Hace tres años hice un viaje en camión por el sur de Africa. Uno de esos safaris donde se cruzan varios países durmiendo en carpa y visitando reservas de animales salvajes. El viaje terminaba en Vic Falls, Zimbawe. Los alemanes, ingleses y noruegos que venían en el camión siguieron sus recorridos hacia Zambia o Tanzania. A mí me tocó regresar con otros tres periodistas argentinos. El mismo camión con el que habíamos hecho el tour volvía a Sudáfrica vacío y el chofer tenía indicaciones de llevarnos de vuelta.
En la frontera entre Zimbawe y Botswana no había gente y hacía mucho calor. Nos hicieron bajar del camión y cruzar caminando. Antes de ingresar a Botswana había que pasar las suelas de los zapatos por una especie de desinfectante baboso. Del otro lado, nos informaron que la visa que teníamos no era multiple entry y que ya estaba «usada» cuando pasamos hacia Vic Falls el día anterior. Conclusión: tocaba pagar algo así como 120 dólares. Recuerdo que dimos varias vueltas, que protestamos, que hablamos con varios sujetos y les explicamos que sólo atravesaríamos el país en unas horas. Pero no hubo caso.

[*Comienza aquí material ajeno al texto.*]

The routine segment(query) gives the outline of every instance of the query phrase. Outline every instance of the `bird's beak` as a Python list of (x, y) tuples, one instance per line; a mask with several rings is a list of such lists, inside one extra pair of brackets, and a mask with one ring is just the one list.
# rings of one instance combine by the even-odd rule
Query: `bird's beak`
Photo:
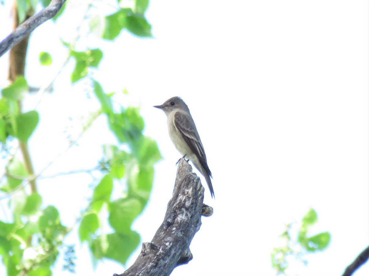
[(163, 108), (164, 108), (164, 105), (154, 105), (152, 107), (156, 107), (156, 108), (158, 108), (159, 109), (162, 109)]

Un rato después, mientras completaba los formularios de la aduana, me llamó la atención una cajita naranja que estaba llena de algo que daba la impresión de ser gratis. Lo que fuera, estaba en el mostrador de Inmigraciones, frente a todos los funcionarios de la aduana. No se veía bien desde mi ubicación. Me parecía extraño que fueran lapiceras o caramelos. Entonces me acerqué. Y encontré pilas de sobres plásticos como el de la foto. Eran condones femeninos, probablemente obsequiados por alguna ONG. Aunque todo parte de una actitud noble y al parecer es uno de los métodos más eficaces de protección contra el HIV para las mujeres africanas, después de viajar un rato por el continente negro me costó imaginarme a una mujer tomando un condón de esa caja y guardándolo en el bolsillo, atravesada por las miradas de funcionarios y turistas. Quizás por eso la caja naranja estaba llena. Y faltaba poco para el final del día.